Marcel Busson, Route de Hell-Bourg, 1937

Un élan interrompu

Durant les 20 ans qui suivent l’ouverture du musée, le rythme de l’enrichissement des collections ralentit considérablement. L’essoufflement du comité de l’association du musée et le désengagement des Leblond après la Première Guerre mondiale, notamment d’Ary très investi dans l’organisation de l’Exposition coloniale de 1931 et dans la création du musée des Colonies, ancêtre du Musée du Quai Branly-Jacques Chirac, brisent le souffle créateur du musée Léon-Dierx. Une exception cependant : le legs fait en 1922 par un notable créole, Hervé Le Coat de Kervéguen, des dessins et peintures de sa mère, l’artiste Adèle Ferrand (1817-1848). Son œuvre – plus de 300 dessins et 24 peintures – s’inscrit dans le courant romantique de la peinture française des années 1830-1840.  

Jusqu'en 1938, quelques achats de peintures modernes complètent les fonds. Certaines oeuvres, dont une Bergère endormie d’Othon Friesz, sont achetées à l’occasion de l’exposition coloniale de 1938 à Saint-Denis. À l'exception de l'oeuvre de Friesz, ces acquisitions ne rivalisent pas avec la qualité des dons des années 1911-1914. 

Par ailleurs, le musée expose l’actualité artistique réunionnaise des années 1930. À l’issue de leurs expositions, les artistes bénéficient d’achats du musée : il s’agit essentiellement d’œuvres de Marcel Busson, professeur de dessin au lycée colonial et de Maurice Ménardeau, peintre de marine qui effectue plusieurs séjours dans la colonie.
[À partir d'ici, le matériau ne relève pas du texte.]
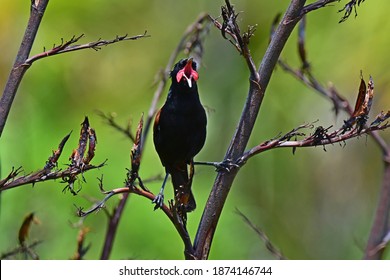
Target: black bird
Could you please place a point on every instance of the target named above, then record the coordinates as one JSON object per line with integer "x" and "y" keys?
{"x": 179, "y": 133}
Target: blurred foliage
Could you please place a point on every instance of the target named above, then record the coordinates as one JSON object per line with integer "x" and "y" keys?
{"x": 312, "y": 205}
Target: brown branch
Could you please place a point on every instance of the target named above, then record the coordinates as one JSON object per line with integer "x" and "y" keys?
{"x": 79, "y": 163}
{"x": 36, "y": 13}
{"x": 258, "y": 84}
{"x": 317, "y": 5}
{"x": 110, "y": 120}
{"x": 69, "y": 46}
{"x": 22, "y": 249}
{"x": 320, "y": 137}
{"x": 381, "y": 224}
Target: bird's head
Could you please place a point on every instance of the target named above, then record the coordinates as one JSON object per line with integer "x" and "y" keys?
{"x": 185, "y": 72}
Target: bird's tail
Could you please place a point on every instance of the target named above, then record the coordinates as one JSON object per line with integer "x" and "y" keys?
{"x": 182, "y": 187}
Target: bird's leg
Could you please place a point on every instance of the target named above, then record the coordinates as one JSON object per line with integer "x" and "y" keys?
{"x": 225, "y": 165}
{"x": 159, "y": 199}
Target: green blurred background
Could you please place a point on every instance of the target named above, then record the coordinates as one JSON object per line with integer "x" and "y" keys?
{"x": 312, "y": 205}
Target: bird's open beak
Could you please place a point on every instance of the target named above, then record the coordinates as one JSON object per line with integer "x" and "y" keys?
{"x": 188, "y": 73}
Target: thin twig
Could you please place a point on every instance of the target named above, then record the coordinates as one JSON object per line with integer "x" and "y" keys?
{"x": 16, "y": 75}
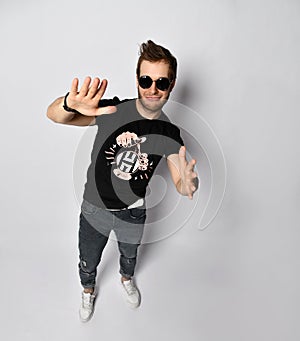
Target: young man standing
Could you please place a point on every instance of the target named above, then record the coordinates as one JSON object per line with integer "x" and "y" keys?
{"x": 133, "y": 136}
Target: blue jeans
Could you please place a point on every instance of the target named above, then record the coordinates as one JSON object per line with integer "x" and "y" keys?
{"x": 94, "y": 229}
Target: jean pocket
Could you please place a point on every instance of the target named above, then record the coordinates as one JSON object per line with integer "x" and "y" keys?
{"x": 137, "y": 213}
{"x": 88, "y": 208}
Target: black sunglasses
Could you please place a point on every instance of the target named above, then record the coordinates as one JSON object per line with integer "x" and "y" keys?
{"x": 162, "y": 83}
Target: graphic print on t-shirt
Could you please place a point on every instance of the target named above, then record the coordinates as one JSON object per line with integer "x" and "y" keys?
{"x": 129, "y": 159}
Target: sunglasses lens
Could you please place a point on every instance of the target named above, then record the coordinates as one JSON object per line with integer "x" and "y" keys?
{"x": 145, "y": 82}
{"x": 163, "y": 84}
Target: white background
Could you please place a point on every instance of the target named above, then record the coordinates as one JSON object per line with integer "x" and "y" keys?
{"x": 239, "y": 69}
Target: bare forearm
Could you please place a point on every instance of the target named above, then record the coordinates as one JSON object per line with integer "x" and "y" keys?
{"x": 58, "y": 114}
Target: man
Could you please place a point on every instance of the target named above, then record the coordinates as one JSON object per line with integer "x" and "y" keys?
{"x": 133, "y": 136}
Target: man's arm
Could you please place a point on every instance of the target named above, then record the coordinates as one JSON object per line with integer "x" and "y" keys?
{"x": 182, "y": 173}
{"x": 85, "y": 102}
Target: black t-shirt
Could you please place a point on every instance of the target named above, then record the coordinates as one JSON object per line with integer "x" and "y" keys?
{"x": 119, "y": 173}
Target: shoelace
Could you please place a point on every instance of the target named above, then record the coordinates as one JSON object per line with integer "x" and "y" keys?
{"x": 130, "y": 288}
{"x": 87, "y": 301}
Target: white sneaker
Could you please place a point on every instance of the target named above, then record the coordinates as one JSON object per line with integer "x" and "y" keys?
{"x": 87, "y": 306}
{"x": 132, "y": 294}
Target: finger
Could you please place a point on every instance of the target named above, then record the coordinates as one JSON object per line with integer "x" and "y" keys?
{"x": 85, "y": 86}
{"x": 106, "y": 110}
{"x": 74, "y": 87}
{"x": 182, "y": 159}
{"x": 190, "y": 166}
{"x": 94, "y": 88}
{"x": 101, "y": 90}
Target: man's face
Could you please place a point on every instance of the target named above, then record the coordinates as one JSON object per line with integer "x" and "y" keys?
{"x": 153, "y": 99}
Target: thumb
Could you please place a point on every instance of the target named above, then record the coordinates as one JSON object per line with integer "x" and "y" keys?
{"x": 106, "y": 110}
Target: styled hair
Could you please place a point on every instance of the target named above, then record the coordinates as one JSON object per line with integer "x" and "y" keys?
{"x": 154, "y": 53}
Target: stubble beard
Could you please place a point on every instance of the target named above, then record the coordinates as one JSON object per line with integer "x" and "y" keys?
{"x": 152, "y": 108}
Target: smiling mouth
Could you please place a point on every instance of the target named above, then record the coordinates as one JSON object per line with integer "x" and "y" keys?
{"x": 152, "y": 98}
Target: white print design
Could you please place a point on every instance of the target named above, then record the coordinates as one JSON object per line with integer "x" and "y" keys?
{"x": 130, "y": 159}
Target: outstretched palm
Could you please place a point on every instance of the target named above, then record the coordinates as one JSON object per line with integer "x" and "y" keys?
{"x": 86, "y": 100}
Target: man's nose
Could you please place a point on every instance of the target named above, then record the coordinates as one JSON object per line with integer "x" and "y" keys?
{"x": 153, "y": 89}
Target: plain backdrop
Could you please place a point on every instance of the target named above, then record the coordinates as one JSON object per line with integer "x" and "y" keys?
{"x": 238, "y": 279}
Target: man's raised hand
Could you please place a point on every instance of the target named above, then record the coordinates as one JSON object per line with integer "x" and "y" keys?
{"x": 86, "y": 100}
{"x": 189, "y": 180}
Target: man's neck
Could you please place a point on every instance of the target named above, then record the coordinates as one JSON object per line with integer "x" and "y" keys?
{"x": 149, "y": 115}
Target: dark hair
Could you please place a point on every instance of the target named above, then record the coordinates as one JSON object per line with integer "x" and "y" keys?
{"x": 154, "y": 53}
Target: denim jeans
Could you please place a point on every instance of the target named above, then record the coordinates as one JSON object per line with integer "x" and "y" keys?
{"x": 94, "y": 229}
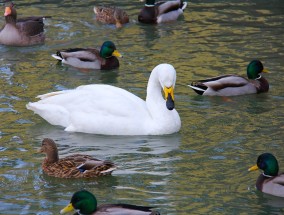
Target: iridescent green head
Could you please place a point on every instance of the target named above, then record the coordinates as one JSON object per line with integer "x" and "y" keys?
{"x": 150, "y": 2}
{"x": 268, "y": 163}
{"x": 108, "y": 49}
{"x": 83, "y": 201}
{"x": 254, "y": 68}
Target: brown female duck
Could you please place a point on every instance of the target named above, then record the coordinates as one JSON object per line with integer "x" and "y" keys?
{"x": 73, "y": 166}
{"x": 111, "y": 15}
{"x": 160, "y": 12}
{"x": 21, "y": 32}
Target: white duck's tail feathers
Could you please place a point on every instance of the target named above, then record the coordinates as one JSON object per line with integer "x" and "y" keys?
{"x": 43, "y": 96}
{"x": 57, "y": 57}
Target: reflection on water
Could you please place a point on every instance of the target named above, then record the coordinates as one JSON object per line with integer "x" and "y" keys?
{"x": 200, "y": 170}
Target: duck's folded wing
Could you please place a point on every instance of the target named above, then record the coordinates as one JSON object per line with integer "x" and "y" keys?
{"x": 31, "y": 27}
{"x": 80, "y": 53}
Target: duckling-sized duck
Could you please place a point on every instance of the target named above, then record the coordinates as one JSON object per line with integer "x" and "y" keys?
{"x": 234, "y": 85}
{"x": 111, "y": 15}
{"x": 21, "y": 32}
{"x": 90, "y": 58}
{"x": 160, "y": 12}
{"x": 85, "y": 202}
{"x": 270, "y": 181}
{"x": 73, "y": 166}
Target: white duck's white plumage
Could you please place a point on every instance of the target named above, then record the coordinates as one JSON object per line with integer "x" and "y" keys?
{"x": 109, "y": 110}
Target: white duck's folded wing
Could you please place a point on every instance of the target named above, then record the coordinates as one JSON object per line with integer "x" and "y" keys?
{"x": 99, "y": 106}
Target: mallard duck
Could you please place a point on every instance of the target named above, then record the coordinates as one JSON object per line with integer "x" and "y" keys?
{"x": 21, "y": 32}
{"x": 90, "y": 58}
{"x": 85, "y": 202}
{"x": 234, "y": 85}
{"x": 270, "y": 181}
{"x": 111, "y": 15}
{"x": 72, "y": 166}
{"x": 160, "y": 12}
{"x": 109, "y": 110}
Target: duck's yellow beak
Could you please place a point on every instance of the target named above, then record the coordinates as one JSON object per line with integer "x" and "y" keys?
{"x": 7, "y": 11}
{"x": 116, "y": 54}
{"x": 169, "y": 91}
{"x": 253, "y": 168}
{"x": 67, "y": 209}
{"x": 169, "y": 96}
Ces jeunes artistes, au style résolument moderne, laissent des paysages dont la facture rompt avec l’héritage académique du siècle précédent. 
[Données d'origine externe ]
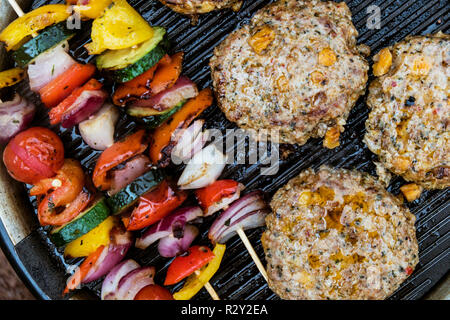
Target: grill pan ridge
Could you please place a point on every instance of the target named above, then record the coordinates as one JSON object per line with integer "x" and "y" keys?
{"x": 238, "y": 277}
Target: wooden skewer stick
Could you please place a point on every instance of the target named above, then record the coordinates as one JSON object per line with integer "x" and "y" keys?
{"x": 252, "y": 252}
{"x": 16, "y": 7}
{"x": 209, "y": 288}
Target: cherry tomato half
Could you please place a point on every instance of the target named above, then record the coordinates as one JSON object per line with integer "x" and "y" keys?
{"x": 33, "y": 155}
{"x": 183, "y": 266}
{"x": 154, "y": 292}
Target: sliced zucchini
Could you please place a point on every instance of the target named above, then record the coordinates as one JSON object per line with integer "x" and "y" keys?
{"x": 88, "y": 243}
{"x": 47, "y": 39}
{"x": 129, "y": 195}
{"x": 85, "y": 222}
{"x": 126, "y": 64}
{"x": 151, "y": 119}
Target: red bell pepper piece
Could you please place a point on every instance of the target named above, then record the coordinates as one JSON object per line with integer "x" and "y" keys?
{"x": 57, "y": 112}
{"x": 183, "y": 266}
{"x": 81, "y": 273}
{"x": 215, "y": 192}
{"x": 118, "y": 153}
{"x": 155, "y": 205}
{"x": 139, "y": 87}
{"x": 161, "y": 140}
{"x": 63, "y": 85}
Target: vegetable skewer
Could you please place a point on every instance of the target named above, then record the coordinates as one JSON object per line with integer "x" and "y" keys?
{"x": 16, "y": 7}
{"x": 209, "y": 288}
{"x": 18, "y": 11}
{"x": 252, "y": 252}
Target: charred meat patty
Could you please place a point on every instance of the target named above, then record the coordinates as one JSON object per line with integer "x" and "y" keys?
{"x": 409, "y": 122}
{"x": 201, "y": 6}
{"x": 295, "y": 68}
{"x": 338, "y": 234}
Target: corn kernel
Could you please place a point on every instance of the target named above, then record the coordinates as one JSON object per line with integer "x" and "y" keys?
{"x": 384, "y": 62}
{"x": 402, "y": 163}
{"x": 411, "y": 191}
{"x": 317, "y": 77}
{"x": 331, "y": 139}
{"x": 282, "y": 84}
{"x": 304, "y": 198}
{"x": 327, "y": 57}
{"x": 421, "y": 66}
{"x": 262, "y": 39}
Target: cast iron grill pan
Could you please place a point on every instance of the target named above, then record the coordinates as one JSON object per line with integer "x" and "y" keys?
{"x": 238, "y": 277}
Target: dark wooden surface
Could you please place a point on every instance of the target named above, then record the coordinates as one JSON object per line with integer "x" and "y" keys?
{"x": 11, "y": 287}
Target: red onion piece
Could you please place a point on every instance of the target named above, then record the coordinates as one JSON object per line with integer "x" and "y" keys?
{"x": 88, "y": 103}
{"x": 166, "y": 227}
{"x": 49, "y": 65}
{"x": 111, "y": 282}
{"x": 98, "y": 130}
{"x": 190, "y": 141}
{"x": 203, "y": 169}
{"x": 133, "y": 282}
{"x": 133, "y": 168}
{"x": 252, "y": 202}
{"x": 31, "y": 160}
{"x": 171, "y": 246}
{"x": 114, "y": 253}
{"x": 182, "y": 90}
{"x": 15, "y": 116}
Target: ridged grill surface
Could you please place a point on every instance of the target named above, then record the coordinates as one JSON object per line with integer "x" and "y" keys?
{"x": 238, "y": 277}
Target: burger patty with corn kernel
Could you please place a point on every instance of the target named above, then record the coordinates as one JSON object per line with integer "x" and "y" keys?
{"x": 193, "y": 7}
{"x": 295, "y": 68}
{"x": 338, "y": 234}
{"x": 409, "y": 122}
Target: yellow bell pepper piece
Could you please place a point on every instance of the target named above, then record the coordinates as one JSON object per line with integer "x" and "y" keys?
{"x": 119, "y": 27}
{"x": 20, "y": 29}
{"x": 92, "y": 10}
{"x": 89, "y": 242}
{"x": 11, "y": 77}
{"x": 195, "y": 282}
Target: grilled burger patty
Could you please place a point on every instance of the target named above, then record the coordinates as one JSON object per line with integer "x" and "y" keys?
{"x": 295, "y": 68}
{"x": 338, "y": 234}
{"x": 201, "y": 6}
{"x": 409, "y": 123}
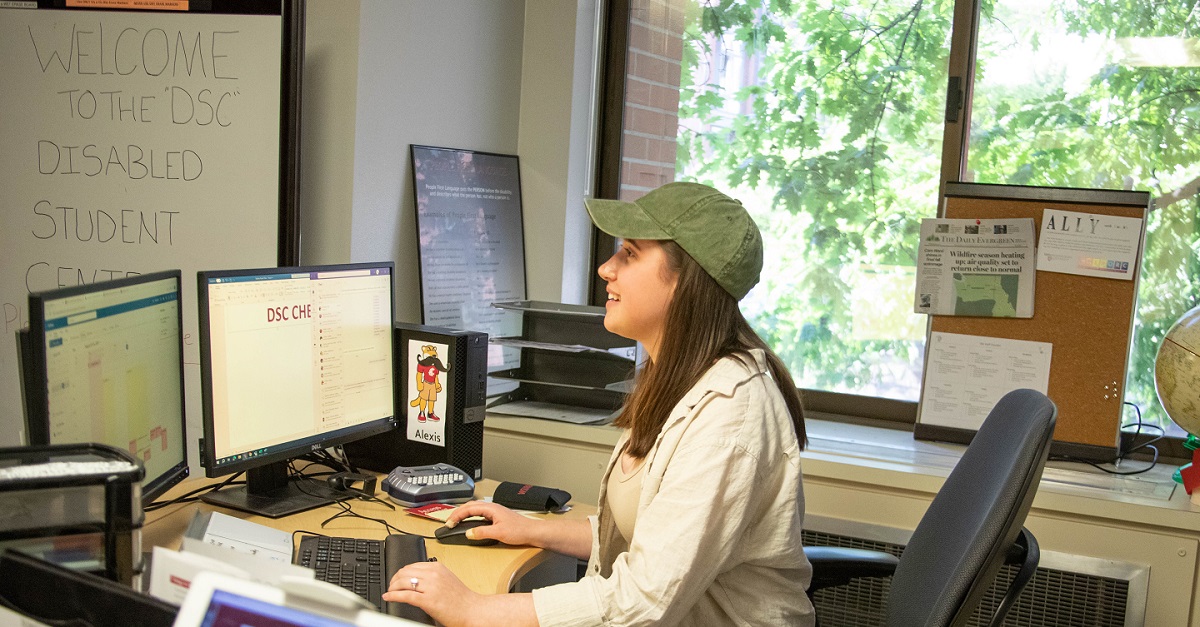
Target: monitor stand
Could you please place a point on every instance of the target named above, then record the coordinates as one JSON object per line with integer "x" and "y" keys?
{"x": 270, "y": 493}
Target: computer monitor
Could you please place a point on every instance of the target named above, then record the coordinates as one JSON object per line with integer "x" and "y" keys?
{"x": 105, "y": 363}
{"x": 292, "y": 360}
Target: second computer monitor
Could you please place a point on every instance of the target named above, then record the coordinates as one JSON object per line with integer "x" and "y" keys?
{"x": 103, "y": 363}
{"x": 292, "y": 360}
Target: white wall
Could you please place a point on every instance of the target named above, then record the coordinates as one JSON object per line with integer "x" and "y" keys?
{"x": 556, "y": 145}
{"x": 328, "y": 101}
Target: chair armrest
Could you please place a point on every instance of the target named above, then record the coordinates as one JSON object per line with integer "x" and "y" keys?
{"x": 834, "y": 566}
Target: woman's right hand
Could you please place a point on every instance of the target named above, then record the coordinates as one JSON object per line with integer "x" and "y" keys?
{"x": 508, "y": 526}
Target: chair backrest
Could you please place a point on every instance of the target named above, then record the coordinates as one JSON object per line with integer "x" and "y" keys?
{"x": 960, "y": 543}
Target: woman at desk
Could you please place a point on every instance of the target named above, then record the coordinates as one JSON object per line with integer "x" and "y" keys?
{"x": 701, "y": 506}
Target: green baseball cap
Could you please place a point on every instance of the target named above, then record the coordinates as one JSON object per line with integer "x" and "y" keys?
{"x": 715, "y": 230}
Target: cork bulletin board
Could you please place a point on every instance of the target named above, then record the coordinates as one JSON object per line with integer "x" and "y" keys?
{"x": 1087, "y": 320}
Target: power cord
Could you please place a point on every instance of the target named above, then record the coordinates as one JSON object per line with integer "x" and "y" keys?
{"x": 1121, "y": 454}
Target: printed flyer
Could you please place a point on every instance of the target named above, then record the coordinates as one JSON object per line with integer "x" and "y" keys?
{"x": 976, "y": 268}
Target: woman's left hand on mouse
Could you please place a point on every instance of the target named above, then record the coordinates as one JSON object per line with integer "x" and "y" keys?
{"x": 508, "y": 526}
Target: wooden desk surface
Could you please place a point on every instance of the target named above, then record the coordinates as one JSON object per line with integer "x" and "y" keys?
{"x": 486, "y": 569}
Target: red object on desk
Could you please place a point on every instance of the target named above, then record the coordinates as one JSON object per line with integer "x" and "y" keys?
{"x": 1191, "y": 473}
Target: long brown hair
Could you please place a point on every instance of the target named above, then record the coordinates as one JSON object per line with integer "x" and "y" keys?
{"x": 703, "y": 324}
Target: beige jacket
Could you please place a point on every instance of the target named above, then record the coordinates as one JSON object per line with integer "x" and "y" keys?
{"x": 718, "y": 533}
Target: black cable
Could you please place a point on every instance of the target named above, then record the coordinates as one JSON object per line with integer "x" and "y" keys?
{"x": 1121, "y": 454}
En 1939, Eugène Massinot, deuxième conservateur du musée Léon-Dierx, débute sa carrière par la rédaction d'un inventaire plus détaillé de la collection qui recense près de 1900 numéros.
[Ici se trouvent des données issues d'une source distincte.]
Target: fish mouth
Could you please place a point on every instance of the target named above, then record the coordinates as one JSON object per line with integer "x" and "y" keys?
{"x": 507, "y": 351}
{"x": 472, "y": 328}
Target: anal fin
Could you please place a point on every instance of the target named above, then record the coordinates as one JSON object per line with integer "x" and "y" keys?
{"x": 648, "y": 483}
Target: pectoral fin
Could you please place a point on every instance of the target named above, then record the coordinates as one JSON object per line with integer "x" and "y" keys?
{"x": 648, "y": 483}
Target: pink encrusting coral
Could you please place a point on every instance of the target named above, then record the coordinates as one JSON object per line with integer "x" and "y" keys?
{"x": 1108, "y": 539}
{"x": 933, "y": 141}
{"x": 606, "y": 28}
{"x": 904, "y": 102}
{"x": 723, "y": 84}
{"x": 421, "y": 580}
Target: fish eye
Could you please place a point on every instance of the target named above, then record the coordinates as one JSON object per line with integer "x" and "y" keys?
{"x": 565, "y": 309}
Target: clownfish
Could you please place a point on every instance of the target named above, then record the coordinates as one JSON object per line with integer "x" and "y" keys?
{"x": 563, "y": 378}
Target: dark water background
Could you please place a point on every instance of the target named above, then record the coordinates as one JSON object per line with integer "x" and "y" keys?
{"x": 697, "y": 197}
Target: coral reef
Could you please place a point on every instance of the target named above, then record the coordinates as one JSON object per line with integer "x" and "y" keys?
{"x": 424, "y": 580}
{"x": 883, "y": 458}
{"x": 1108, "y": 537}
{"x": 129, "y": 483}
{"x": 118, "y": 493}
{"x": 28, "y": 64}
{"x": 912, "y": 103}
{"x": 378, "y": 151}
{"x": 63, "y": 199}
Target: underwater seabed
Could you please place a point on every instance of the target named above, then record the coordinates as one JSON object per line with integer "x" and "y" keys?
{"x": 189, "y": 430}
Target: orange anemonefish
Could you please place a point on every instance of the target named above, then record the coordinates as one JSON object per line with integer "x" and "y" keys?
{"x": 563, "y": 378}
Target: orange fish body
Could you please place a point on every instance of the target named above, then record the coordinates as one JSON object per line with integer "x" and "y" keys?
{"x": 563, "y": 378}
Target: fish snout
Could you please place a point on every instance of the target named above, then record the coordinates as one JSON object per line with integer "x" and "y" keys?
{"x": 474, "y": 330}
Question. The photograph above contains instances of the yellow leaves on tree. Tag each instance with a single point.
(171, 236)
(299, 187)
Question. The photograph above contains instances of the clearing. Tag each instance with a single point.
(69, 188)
Jean-Louis Forain, Ambroise Vollard, vers 1910

La donation Vollard

Ambroise Vollard, le célèbre marchand d’art d'origine réunionnaise, à qui l’on doit la découverte des principaux artistes du début du XXe siècle, avait modestement contribué au projet des Leblond en cédant au futur musée Léon Dierx deux œuvres. À son décès en 1939, il laisse à sa succession un nombre impressionnant de chefs-d’œuvre : le fonds de sa galerie et les planches non vendues de ses différentes éditions d’art. En 1947, son frère cadet, Lucien Vollard, qui a déjà dispersé une partie de son héritage, demande aux Leblond d’effectuer pour le musée Léon-Dierx une sélection d’œuvres afin d’en enrichir ses collections.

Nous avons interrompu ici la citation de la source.